With the help of user Peter, we covered a range of $k \le 10^7$ and couldn't find a prime $k$ for which $n!\pm k$ has no primes.


Observations:

$(1)$ When $n \ge k$, $n! \pm k$ cannot be prime as $k$ will be a factor of $n! \pm k$. This means that there are a finite number of primes of the form $n! \pm k$ for each $k$.

$(2)$ As $k$ increases, the number of primes of the form $n!\pm k$ also seems to increase. The reason for this is that as $k$ increases, the number of $n$ for which $n!\pm k$ may be prime also increases as all $n \lt k$ may give prime $n!\pm k$.


For those who want to carry forward the search here is the PARI/GP code:

for(k=1, 10^4,b=0; for(n=1, prime(k), if(ispseudoprime(n!+prime(k))==1, b=b+1)); print([prime(k), b]))

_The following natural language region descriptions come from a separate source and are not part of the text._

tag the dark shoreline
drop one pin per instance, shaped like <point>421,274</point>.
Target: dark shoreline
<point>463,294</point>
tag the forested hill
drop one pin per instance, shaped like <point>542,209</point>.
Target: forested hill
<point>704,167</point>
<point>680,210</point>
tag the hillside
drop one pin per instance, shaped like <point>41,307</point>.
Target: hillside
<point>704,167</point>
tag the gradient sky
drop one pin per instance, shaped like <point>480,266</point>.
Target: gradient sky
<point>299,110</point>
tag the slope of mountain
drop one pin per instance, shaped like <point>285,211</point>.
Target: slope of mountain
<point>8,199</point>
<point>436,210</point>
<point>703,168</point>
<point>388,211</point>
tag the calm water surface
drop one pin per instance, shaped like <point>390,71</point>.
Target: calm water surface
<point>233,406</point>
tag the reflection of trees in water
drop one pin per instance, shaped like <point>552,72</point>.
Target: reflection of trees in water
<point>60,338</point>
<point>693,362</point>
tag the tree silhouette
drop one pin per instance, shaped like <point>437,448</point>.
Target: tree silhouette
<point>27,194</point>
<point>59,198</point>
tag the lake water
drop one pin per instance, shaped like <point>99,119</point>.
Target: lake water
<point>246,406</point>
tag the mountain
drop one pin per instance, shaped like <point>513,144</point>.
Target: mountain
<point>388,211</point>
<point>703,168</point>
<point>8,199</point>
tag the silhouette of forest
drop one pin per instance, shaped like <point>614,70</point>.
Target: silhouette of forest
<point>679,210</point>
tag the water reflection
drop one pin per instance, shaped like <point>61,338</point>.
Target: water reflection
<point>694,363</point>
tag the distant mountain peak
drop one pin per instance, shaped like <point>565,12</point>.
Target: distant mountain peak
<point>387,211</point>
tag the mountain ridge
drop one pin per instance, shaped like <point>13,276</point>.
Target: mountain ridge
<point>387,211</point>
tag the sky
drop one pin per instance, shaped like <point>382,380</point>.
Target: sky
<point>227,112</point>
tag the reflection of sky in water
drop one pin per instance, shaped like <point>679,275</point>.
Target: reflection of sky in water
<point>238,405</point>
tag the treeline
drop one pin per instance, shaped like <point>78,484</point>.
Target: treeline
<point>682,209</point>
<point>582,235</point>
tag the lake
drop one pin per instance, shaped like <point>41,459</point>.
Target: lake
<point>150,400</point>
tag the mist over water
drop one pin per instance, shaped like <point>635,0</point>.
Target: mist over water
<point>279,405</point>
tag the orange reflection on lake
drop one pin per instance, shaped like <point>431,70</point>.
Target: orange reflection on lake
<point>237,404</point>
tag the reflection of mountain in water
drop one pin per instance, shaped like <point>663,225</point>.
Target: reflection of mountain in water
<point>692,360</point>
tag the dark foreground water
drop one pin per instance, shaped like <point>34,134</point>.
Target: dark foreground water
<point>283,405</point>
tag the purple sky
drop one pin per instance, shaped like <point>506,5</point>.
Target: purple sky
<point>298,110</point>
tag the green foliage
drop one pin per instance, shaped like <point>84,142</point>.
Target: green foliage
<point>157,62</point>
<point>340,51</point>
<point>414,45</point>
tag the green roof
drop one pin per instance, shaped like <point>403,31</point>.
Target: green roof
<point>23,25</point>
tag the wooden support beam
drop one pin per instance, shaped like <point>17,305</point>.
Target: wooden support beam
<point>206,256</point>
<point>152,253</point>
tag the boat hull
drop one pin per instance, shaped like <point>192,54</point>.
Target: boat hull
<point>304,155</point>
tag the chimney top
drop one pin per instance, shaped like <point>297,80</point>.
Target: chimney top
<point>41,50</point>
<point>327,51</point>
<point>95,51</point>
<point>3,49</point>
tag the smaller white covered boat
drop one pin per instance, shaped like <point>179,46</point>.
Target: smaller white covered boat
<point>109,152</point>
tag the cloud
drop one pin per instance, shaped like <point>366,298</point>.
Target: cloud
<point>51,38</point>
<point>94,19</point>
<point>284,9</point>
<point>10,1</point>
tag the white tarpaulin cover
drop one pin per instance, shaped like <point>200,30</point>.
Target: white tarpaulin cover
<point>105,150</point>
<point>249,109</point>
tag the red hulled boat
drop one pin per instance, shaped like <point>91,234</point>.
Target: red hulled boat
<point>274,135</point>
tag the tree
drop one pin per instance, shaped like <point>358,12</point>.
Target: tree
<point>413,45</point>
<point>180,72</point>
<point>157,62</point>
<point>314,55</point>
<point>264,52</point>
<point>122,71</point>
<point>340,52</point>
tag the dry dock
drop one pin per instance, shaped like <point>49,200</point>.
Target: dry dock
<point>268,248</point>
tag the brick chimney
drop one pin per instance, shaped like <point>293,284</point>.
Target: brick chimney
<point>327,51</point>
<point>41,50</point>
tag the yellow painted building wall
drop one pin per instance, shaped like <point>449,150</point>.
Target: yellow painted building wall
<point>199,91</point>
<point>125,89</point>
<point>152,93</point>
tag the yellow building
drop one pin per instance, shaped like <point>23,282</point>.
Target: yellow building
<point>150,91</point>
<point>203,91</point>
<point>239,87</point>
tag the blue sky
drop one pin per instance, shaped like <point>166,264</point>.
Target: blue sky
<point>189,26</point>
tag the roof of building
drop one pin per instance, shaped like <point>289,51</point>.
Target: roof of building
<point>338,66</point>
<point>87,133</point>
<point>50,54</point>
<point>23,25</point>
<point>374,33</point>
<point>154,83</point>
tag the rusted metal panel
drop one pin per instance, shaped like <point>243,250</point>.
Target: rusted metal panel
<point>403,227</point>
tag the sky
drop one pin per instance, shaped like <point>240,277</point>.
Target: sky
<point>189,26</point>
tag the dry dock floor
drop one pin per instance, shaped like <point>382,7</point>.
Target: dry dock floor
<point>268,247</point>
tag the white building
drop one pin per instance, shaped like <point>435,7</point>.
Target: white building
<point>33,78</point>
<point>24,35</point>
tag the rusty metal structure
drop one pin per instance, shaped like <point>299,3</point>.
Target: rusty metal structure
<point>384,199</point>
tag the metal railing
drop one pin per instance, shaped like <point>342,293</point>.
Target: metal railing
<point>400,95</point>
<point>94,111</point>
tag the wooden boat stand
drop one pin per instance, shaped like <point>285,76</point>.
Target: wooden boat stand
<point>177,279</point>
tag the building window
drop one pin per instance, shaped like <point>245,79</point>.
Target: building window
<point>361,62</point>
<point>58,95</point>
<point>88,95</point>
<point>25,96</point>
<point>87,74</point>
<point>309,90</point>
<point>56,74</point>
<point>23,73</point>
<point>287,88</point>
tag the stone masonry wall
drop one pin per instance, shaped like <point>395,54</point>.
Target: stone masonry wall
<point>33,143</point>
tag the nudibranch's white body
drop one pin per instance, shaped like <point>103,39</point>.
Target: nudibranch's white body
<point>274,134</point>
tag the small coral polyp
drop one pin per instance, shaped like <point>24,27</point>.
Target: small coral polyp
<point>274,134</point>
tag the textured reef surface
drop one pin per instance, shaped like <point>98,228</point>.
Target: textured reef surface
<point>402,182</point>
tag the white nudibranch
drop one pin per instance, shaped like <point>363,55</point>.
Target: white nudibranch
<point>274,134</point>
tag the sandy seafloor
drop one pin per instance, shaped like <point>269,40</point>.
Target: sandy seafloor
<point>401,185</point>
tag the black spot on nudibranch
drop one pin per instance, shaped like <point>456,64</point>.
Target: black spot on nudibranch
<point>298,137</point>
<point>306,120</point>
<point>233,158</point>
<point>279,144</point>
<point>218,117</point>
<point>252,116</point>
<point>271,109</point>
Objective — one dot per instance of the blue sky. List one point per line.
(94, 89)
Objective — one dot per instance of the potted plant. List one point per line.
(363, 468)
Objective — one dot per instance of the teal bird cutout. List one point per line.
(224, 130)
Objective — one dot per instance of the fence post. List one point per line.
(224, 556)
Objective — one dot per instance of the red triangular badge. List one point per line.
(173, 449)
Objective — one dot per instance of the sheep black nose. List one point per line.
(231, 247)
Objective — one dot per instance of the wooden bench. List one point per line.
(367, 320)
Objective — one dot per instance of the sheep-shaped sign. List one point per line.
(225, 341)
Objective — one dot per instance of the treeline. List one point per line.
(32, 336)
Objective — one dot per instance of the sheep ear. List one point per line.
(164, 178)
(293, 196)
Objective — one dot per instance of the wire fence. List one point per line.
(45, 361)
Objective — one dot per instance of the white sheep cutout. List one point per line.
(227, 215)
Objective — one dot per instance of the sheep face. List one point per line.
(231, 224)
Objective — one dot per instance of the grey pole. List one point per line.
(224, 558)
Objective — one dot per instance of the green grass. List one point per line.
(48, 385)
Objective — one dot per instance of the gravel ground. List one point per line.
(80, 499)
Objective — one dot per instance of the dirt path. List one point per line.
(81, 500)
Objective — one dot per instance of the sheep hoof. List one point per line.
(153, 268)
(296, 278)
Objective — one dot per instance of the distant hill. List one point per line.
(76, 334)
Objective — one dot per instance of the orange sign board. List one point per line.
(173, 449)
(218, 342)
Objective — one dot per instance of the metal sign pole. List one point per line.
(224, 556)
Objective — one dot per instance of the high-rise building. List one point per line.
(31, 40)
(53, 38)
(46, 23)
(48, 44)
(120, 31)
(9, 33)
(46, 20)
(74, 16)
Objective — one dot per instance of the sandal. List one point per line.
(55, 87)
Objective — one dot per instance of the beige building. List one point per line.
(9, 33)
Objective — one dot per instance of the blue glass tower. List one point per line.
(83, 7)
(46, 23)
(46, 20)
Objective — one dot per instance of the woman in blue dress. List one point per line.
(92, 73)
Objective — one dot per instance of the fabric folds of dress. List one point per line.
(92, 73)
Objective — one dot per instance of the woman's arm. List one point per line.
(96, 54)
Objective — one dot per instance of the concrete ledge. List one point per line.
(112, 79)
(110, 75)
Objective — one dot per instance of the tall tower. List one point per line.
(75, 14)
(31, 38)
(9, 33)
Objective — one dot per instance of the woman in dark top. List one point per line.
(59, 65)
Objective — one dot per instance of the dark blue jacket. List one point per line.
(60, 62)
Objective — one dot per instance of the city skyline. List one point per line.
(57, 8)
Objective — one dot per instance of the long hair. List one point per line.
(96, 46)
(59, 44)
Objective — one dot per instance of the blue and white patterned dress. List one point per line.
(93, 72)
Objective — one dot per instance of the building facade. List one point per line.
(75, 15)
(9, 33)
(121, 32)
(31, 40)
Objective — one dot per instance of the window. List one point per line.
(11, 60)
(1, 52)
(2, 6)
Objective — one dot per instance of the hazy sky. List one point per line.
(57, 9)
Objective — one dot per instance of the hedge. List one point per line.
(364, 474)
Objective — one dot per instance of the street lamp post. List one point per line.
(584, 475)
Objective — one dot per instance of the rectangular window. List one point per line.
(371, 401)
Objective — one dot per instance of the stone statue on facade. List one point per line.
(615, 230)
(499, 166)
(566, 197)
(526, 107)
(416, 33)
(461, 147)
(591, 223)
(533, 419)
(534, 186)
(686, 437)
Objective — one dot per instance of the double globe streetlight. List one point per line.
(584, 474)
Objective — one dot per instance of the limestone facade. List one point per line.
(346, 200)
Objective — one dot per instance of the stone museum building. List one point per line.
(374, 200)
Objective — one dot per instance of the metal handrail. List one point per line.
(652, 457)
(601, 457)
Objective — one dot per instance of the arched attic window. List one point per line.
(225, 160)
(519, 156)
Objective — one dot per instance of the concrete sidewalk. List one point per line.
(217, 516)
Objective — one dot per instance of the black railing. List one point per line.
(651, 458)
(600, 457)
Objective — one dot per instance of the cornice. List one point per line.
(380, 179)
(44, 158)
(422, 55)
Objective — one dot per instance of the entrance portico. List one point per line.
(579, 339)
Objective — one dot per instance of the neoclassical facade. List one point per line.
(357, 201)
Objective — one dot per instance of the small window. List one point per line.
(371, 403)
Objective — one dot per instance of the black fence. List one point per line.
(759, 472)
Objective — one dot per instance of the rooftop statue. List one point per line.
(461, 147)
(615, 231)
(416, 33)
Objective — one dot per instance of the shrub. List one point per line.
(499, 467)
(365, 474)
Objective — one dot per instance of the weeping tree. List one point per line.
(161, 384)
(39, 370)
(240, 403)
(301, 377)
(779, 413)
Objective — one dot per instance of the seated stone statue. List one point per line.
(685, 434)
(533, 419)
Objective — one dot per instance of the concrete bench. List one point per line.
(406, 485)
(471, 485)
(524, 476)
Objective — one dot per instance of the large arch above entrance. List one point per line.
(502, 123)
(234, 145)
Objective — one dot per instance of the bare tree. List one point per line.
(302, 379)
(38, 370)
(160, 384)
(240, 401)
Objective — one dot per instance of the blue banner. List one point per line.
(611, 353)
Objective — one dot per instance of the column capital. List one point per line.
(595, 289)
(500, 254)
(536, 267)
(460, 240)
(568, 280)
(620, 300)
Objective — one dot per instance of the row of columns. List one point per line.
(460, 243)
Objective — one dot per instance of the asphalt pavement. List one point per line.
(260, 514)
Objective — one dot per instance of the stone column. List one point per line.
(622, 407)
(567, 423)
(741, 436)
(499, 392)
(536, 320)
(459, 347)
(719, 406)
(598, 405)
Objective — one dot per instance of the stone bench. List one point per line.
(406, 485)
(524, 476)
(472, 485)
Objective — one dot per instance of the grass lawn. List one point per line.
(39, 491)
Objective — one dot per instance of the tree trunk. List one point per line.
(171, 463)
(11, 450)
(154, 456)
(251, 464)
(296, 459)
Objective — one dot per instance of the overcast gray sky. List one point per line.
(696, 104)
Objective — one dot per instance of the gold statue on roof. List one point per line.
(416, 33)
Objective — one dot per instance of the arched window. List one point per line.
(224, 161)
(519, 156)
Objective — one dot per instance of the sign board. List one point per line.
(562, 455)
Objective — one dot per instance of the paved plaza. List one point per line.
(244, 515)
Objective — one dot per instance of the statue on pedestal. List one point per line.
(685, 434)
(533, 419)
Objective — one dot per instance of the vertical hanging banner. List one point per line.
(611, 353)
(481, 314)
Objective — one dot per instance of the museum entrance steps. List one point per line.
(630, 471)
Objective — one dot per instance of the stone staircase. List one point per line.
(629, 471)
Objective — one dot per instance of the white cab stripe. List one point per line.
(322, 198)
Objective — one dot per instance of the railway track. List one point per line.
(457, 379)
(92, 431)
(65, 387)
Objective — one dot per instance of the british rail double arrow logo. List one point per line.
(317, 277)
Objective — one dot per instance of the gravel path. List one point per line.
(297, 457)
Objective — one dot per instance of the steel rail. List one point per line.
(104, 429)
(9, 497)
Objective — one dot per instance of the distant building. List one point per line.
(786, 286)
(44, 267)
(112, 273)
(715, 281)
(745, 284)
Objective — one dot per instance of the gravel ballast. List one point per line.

The first column of output will give the $k$ and the second column will the number of times $n!+k$ is prime for that given $k$. Here are the first few lines of output:

[2, 1]
[3, 1]
[5, 3]
[7, 4]
[11, 5]
[13, 3]
[17, 6]
[19, 7]

For rest of the output computed till now click here.


Question:

Is there any prime $k\ne 2$ for which there are no primes of the form $n!\pm k$?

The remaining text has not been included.